BRIGHT YOUNG THINGS (Cert 15, also available to buy DVD £15.99): Starring: Stephen Campbell Moore, Emily Mortimer, Jim Broadbent, Simon Callow, Peter O'Toole, John Mills, Hugh Laurie.

STEPHEN Fry's feature film directorial debut is an inventive adaptation of Evelyn Waugh's 1920s novel Vile Bodies. Destitute writer Adam Fenwick-Symes (Campbell Moore) is several weeks in arrears with his rent to his landlady and needs to raise money quickly to woo his sweetheart, Nina Blount (Mortimer). At its heart, the film is a love story about two people separated by social standing, which looks lustrous and much of the humour translates - something just seems to be missing.

DVD Extras: Director commentary, behind the scenes featurette, Stephen Fry documentary.

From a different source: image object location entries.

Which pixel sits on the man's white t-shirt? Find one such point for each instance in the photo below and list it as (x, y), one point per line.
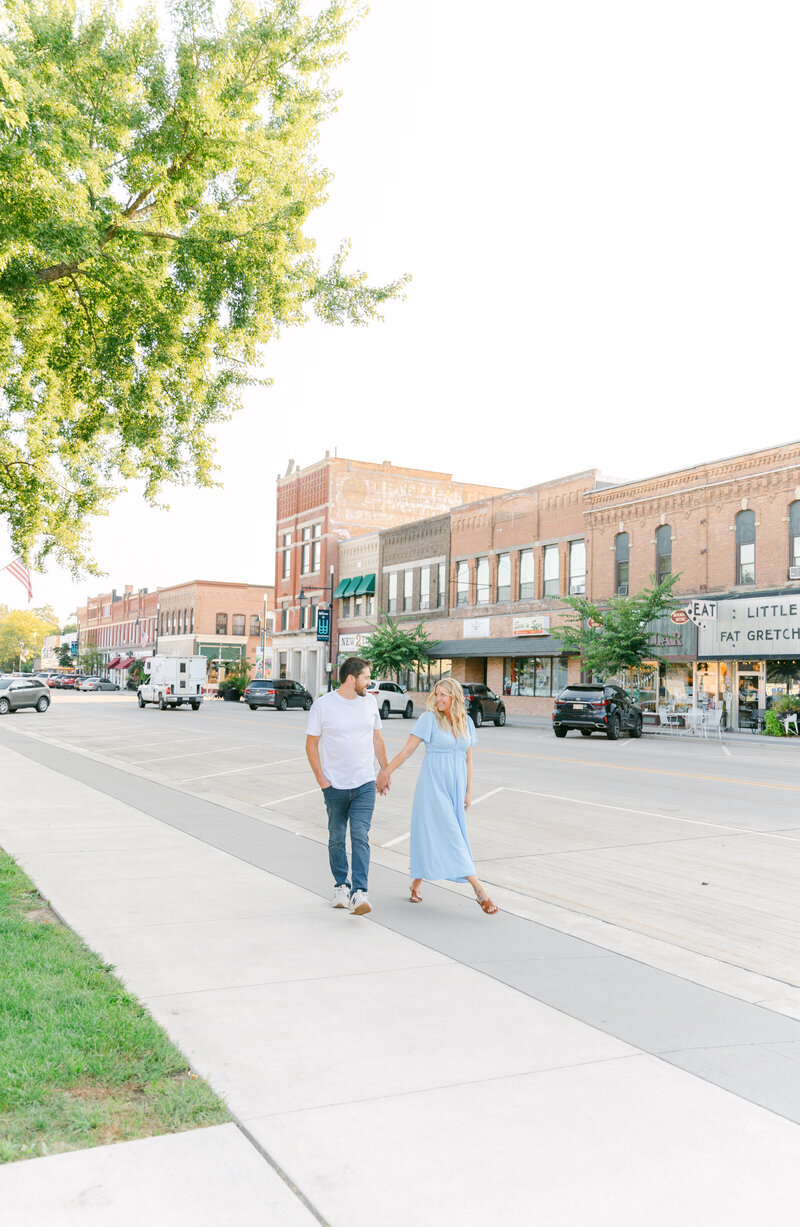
(345, 728)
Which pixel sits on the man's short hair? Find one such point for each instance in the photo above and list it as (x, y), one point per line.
(352, 668)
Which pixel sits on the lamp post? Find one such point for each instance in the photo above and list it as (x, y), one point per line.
(329, 593)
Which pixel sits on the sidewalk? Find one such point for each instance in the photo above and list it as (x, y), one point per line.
(422, 1065)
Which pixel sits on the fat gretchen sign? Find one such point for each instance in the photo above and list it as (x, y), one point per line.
(752, 627)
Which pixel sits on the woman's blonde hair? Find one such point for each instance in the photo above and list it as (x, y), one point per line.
(458, 708)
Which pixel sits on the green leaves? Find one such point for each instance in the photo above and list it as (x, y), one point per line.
(620, 637)
(392, 649)
(152, 203)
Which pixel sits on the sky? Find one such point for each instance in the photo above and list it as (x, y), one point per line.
(598, 205)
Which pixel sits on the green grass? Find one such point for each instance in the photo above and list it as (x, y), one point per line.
(81, 1061)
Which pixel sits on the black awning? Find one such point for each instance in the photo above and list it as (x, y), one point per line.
(515, 646)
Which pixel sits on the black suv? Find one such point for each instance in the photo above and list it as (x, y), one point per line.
(482, 704)
(281, 693)
(596, 708)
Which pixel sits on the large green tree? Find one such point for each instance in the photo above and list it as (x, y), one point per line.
(393, 648)
(21, 637)
(153, 194)
(616, 636)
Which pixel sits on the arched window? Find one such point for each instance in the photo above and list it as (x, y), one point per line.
(746, 547)
(663, 552)
(621, 553)
(794, 536)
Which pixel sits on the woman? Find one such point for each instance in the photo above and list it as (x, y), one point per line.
(439, 844)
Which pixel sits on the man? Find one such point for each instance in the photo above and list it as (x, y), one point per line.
(342, 741)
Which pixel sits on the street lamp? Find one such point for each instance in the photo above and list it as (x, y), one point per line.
(329, 593)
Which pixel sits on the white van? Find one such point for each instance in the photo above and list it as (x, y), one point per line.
(173, 681)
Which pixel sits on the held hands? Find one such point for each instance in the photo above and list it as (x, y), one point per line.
(382, 783)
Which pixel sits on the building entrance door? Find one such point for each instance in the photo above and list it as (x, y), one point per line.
(750, 682)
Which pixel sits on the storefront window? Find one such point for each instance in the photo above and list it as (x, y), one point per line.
(463, 583)
(503, 577)
(577, 567)
(526, 574)
(481, 576)
(622, 553)
(746, 547)
(783, 677)
(663, 552)
(794, 534)
(534, 676)
(551, 571)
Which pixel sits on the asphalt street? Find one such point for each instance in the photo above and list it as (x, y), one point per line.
(654, 846)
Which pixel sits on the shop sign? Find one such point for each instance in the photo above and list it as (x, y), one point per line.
(752, 627)
(476, 627)
(350, 643)
(538, 623)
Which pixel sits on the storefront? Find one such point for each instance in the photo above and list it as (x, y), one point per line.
(747, 655)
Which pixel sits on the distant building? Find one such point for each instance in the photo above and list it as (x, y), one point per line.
(318, 508)
(225, 622)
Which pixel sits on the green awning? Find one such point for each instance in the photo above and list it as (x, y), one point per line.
(347, 587)
(367, 585)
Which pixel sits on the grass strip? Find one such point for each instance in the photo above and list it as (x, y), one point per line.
(81, 1061)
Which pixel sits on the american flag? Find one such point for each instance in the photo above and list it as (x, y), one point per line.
(20, 572)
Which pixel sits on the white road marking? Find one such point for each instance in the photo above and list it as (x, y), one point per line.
(266, 805)
(479, 799)
(234, 771)
(195, 753)
(665, 817)
(400, 838)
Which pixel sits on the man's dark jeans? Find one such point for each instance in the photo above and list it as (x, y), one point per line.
(353, 805)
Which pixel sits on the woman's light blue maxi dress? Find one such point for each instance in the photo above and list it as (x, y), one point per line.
(439, 843)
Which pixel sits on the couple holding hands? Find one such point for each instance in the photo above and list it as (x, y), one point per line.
(344, 739)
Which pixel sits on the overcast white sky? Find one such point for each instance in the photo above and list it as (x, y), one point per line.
(599, 207)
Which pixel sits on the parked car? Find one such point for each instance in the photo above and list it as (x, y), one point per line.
(482, 704)
(280, 692)
(392, 697)
(596, 708)
(19, 692)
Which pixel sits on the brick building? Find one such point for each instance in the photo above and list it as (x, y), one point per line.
(225, 622)
(322, 506)
(355, 595)
(731, 528)
(120, 627)
(512, 557)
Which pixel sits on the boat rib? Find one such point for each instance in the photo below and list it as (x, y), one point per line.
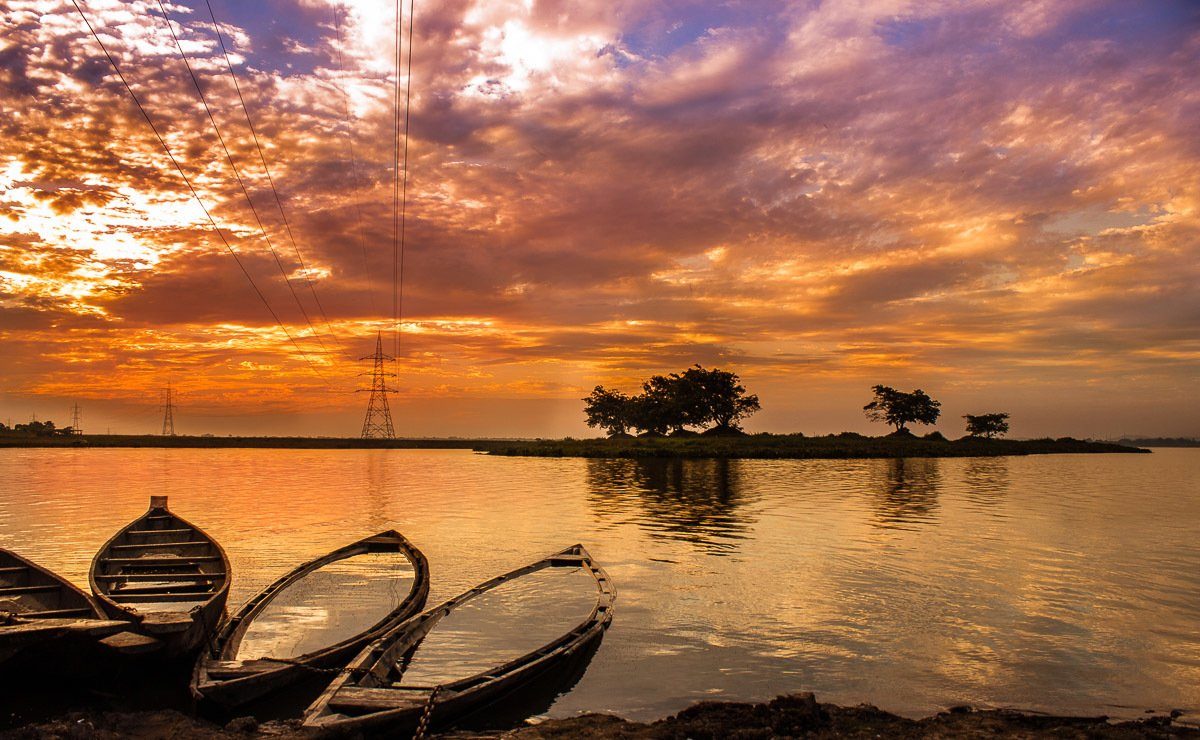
(167, 577)
(39, 607)
(367, 696)
(222, 680)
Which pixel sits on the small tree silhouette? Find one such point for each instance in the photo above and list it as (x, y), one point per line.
(900, 409)
(987, 425)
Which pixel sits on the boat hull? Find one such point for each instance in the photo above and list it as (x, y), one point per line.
(221, 683)
(367, 696)
(161, 559)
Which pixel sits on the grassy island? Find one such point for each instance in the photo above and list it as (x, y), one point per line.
(771, 446)
(798, 446)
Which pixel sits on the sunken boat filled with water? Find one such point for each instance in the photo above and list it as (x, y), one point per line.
(166, 576)
(231, 673)
(42, 612)
(420, 675)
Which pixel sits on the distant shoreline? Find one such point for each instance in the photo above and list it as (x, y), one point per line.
(757, 446)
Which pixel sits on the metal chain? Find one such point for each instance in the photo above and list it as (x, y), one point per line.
(424, 725)
(303, 666)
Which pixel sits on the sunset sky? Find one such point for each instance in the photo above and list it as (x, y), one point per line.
(997, 203)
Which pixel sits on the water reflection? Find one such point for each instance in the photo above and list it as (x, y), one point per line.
(904, 492)
(701, 501)
(985, 480)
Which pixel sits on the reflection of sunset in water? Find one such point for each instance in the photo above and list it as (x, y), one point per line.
(1063, 583)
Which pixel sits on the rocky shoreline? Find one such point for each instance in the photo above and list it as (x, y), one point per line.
(790, 716)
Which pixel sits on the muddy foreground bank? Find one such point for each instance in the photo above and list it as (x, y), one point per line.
(792, 716)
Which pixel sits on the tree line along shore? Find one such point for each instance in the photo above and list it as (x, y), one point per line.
(666, 413)
(769, 446)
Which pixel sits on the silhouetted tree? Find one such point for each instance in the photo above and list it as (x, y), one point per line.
(900, 409)
(987, 425)
(719, 397)
(652, 411)
(37, 428)
(676, 399)
(610, 410)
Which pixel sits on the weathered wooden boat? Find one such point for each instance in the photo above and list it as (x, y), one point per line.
(166, 576)
(223, 680)
(40, 608)
(370, 695)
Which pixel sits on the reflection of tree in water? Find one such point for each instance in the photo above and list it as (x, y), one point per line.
(691, 500)
(985, 480)
(905, 491)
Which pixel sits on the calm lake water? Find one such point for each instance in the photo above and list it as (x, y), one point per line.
(1056, 583)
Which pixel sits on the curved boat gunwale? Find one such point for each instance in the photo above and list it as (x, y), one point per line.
(96, 612)
(228, 641)
(377, 657)
(112, 607)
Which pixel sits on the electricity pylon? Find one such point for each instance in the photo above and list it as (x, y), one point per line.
(168, 413)
(377, 423)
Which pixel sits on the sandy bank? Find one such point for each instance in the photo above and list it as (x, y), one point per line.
(792, 716)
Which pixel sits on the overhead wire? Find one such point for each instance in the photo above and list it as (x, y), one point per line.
(241, 182)
(403, 198)
(196, 194)
(395, 187)
(354, 163)
(270, 180)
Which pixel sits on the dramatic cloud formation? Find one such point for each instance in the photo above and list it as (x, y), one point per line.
(994, 202)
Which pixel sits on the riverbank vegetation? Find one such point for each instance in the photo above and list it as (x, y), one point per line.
(798, 446)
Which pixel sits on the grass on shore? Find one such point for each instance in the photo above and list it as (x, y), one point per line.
(769, 446)
(845, 445)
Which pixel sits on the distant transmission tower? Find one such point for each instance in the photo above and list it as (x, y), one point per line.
(377, 423)
(168, 413)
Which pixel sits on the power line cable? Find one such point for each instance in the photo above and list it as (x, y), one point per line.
(354, 163)
(262, 157)
(195, 193)
(403, 198)
(395, 187)
(237, 174)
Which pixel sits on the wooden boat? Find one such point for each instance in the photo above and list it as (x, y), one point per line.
(39, 607)
(166, 576)
(369, 696)
(223, 680)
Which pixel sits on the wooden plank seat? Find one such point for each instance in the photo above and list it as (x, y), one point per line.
(378, 699)
(160, 545)
(174, 588)
(15, 590)
(163, 560)
(161, 531)
(58, 613)
(139, 577)
(159, 597)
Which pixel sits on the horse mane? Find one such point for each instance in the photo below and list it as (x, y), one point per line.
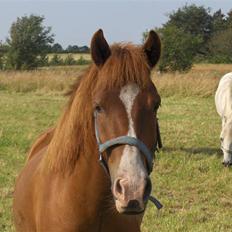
(74, 133)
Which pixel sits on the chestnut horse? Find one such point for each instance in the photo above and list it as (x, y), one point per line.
(112, 114)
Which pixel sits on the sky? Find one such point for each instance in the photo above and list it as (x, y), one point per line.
(74, 22)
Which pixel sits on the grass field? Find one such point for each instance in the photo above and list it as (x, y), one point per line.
(76, 56)
(188, 178)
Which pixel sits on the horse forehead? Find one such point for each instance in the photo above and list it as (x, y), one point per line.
(128, 93)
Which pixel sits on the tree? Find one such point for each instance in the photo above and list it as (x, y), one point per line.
(28, 42)
(56, 48)
(221, 47)
(218, 22)
(178, 49)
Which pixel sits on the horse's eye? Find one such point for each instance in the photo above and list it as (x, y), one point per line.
(98, 109)
(156, 107)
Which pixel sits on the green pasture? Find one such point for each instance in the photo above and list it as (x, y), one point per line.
(188, 177)
(76, 56)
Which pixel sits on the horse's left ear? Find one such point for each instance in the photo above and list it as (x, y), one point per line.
(100, 50)
(152, 48)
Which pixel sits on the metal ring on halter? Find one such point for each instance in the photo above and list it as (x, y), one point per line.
(128, 140)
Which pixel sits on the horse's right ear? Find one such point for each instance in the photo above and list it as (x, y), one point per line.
(152, 48)
(100, 50)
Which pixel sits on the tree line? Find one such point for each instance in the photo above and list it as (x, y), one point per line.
(194, 34)
(30, 42)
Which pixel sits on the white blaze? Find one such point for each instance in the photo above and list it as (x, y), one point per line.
(131, 161)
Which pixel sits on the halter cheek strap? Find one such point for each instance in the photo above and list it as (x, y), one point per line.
(128, 140)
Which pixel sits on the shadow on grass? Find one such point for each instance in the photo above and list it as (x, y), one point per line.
(194, 150)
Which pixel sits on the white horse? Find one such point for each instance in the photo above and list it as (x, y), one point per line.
(223, 101)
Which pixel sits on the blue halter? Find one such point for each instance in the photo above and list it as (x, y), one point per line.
(128, 140)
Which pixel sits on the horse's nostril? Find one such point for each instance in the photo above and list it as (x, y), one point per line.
(147, 190)
(133, 204)
(118, 187)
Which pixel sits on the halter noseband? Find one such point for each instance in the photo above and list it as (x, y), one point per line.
(132, 141)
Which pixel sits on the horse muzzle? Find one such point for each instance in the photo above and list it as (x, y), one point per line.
(131, 197)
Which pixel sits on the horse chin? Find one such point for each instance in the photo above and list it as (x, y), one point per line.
(128, 210)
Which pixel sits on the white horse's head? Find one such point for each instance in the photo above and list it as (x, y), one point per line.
(226, 140)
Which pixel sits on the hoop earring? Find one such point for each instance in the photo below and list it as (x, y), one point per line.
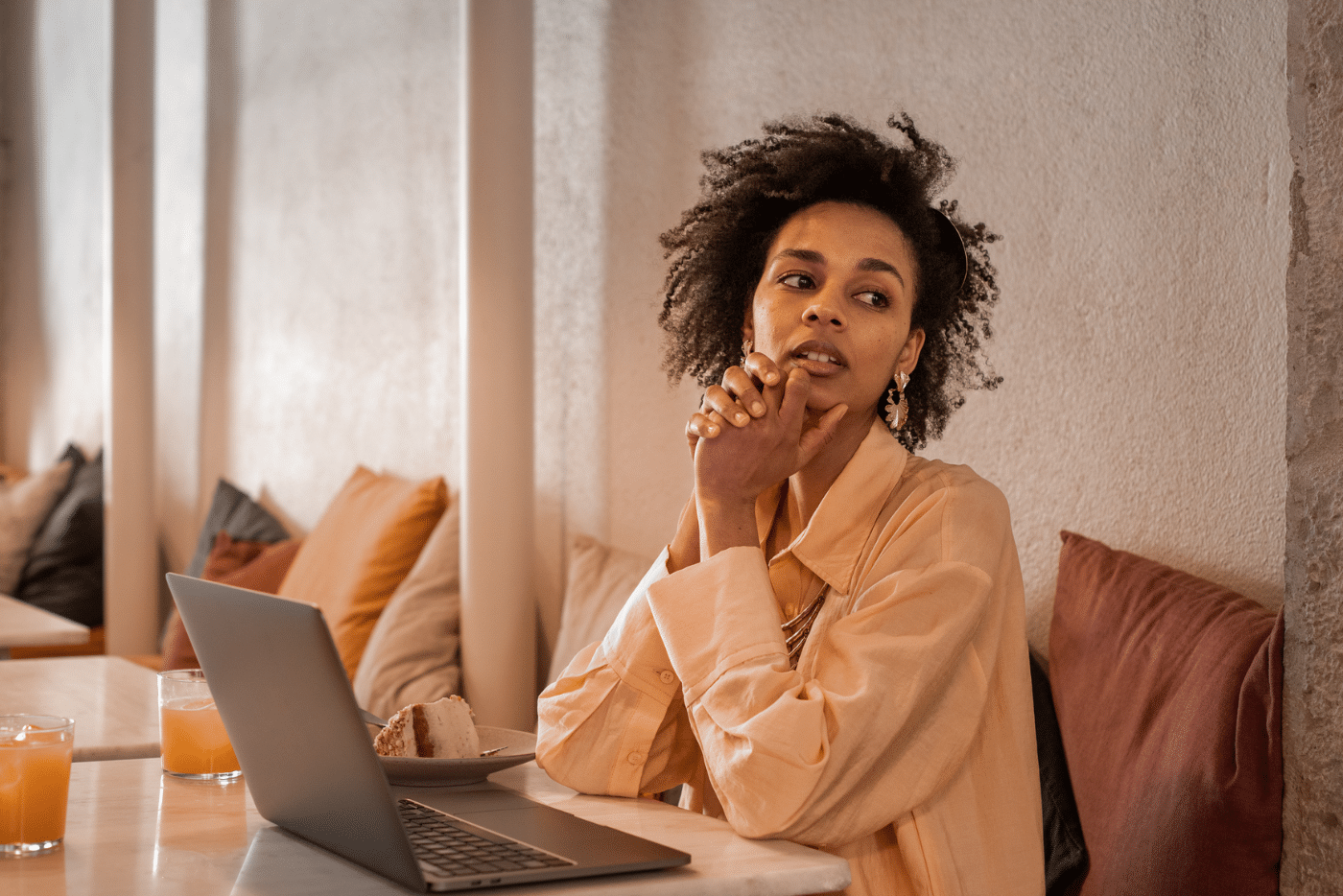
(897, 407)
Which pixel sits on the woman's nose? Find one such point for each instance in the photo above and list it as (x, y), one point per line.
(823, 309)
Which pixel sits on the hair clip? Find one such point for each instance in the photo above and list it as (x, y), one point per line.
(951, 241)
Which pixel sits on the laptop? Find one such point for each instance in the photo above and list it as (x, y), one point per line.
(311, 766)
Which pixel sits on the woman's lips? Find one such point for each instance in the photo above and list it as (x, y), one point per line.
(818, 359)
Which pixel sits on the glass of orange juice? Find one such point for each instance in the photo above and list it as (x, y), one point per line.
(194, 741)
(35, 754)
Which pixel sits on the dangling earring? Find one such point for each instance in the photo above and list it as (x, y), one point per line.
(897, 409)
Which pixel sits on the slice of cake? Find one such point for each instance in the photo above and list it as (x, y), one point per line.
(440, 730)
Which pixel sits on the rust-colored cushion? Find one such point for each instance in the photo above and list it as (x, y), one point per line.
(412, 653)
(244, 564)
(360, 550)
(1168, 696)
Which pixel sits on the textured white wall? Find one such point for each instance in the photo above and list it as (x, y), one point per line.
(51, 322)
(336, 342)
(1134, 156)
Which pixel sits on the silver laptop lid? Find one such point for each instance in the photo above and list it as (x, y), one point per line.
(285, 698)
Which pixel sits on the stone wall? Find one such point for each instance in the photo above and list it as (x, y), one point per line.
(1312, 711)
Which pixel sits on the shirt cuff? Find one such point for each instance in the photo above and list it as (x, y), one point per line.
(718, 614)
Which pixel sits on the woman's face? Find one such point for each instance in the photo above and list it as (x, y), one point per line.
(836, 299)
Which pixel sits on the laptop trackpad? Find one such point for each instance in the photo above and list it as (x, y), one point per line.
(564, 835)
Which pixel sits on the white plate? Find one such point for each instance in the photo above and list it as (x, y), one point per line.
(412, 771)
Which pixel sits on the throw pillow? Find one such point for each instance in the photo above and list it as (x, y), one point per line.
(244, 564)
(1065, 851)
(601, 580)
(412, 650)
(234, 512)
(360, 550)
(64, 566)
(24, 507)
(1168, 696)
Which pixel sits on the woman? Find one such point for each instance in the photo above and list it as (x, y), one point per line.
(832, 649)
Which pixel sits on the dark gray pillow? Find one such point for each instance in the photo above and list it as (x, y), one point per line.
(1065, 852)
(234, 512)
(63, 573)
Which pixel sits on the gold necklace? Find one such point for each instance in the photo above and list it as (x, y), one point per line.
(796, 629)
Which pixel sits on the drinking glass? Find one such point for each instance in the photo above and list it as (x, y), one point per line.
(35, 754)
(191, 732)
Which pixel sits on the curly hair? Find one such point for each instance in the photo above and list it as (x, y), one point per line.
(718, 252)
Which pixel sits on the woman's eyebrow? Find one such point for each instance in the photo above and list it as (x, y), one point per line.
(802, 255)
(877, 265)
(816, 258)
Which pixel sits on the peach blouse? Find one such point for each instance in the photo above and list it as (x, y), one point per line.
(904, 741)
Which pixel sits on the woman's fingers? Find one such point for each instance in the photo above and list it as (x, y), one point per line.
(704, 425)
(744, 389)
(725, 405)
(763, 368)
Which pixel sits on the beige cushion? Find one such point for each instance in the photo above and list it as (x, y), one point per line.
(601, 580)
(412, 651)
(23, 508)
(365, 543)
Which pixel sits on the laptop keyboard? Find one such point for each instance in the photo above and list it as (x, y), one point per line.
(454, 848)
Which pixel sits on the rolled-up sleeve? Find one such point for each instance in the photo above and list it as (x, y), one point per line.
(614, 721)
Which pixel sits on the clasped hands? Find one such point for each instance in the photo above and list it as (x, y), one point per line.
(754, 432)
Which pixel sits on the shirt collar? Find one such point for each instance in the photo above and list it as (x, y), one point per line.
(833, 540)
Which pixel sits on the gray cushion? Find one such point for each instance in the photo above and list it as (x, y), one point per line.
(63, 573)
(232, 512)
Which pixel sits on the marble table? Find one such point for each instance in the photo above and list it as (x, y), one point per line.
(131, 829)
(23, 625)
(113, 701)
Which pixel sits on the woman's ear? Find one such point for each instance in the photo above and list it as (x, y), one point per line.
(909, 352)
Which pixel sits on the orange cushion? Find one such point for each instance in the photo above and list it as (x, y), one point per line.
(360, 550)
(244, 564)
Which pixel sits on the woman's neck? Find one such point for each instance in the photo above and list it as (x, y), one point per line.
(809, 485)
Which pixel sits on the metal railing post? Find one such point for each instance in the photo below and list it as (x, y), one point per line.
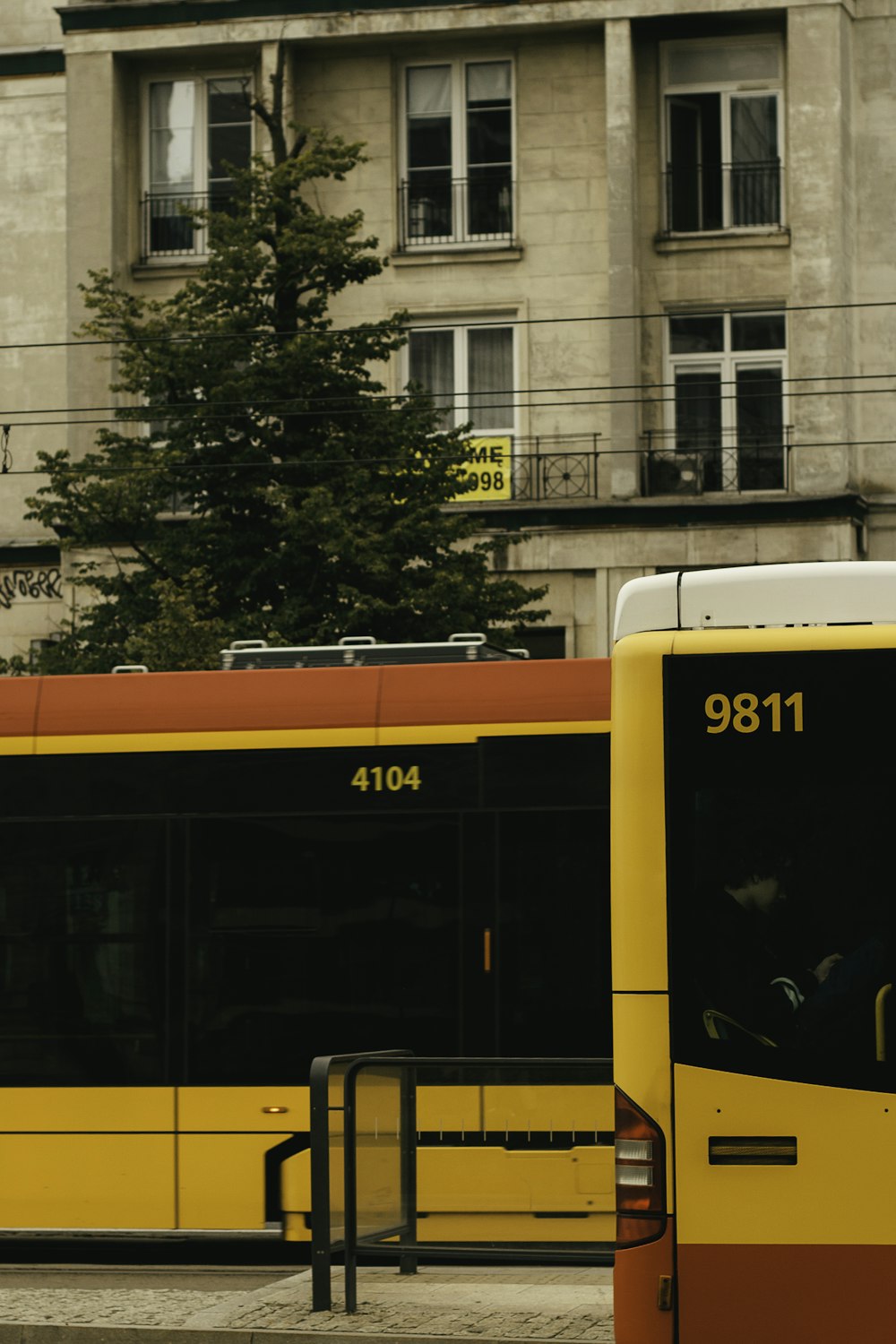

KILL BILL VOLUME 1 (Cert 18, also available to buy DVD £19.99/VHS £14.99) Starring: Uma Thurman, David Carradine

THE first half of Quentin Tarantino's astonishing blood-soaked martial arts epic sees him back on blistering form, fusing his obsessive love of Eastern cinema with mordant humour and exhilarating action set-pieces.

The Bride (Thurman) is left for dead in a wedding chapel by her double-crossing former mentor Bill (Carradine). Trapped in a coma, The Bride wakes four years and six months later to seek revenge on Bill and his accomplices. The characters are depraved and demented (rape and paedophilia crop up within the first hour), and the humour is extremely dark. Thurman looks amazing and supporting performances are solid too. Volume 2 hits cinemas on April 23.

DVD Extras: Making Of featurette, 5,6,7,8's perform Jayne Mansfield and I'm Blue, teaser trailers.

WILBUR (WANTS TO KILL HIMSELF) (Cert 15, also available to buy DVD £15.99) Starring: Jamie Sives, Adrian Rawlins

WILBUR (Sives) is a pessimist who is so disillusioned with life, his only thought is how to end it: hanging, paracetamol overdose, slit wrists - everything Wilbur tries comes to nought and, invariably, his long suffering brother Harbour (Rawlins) arrives just in the nick of time to save the day. Director and co-writer Lone Scherfig invests her deceptively simple black comedy with real bite, nudging poor Wilbur to the brink of despair, only to find himself overshadowed, yet again, by his brother.

DVD Extras: Deleted scenes, out-takes, cast interviews.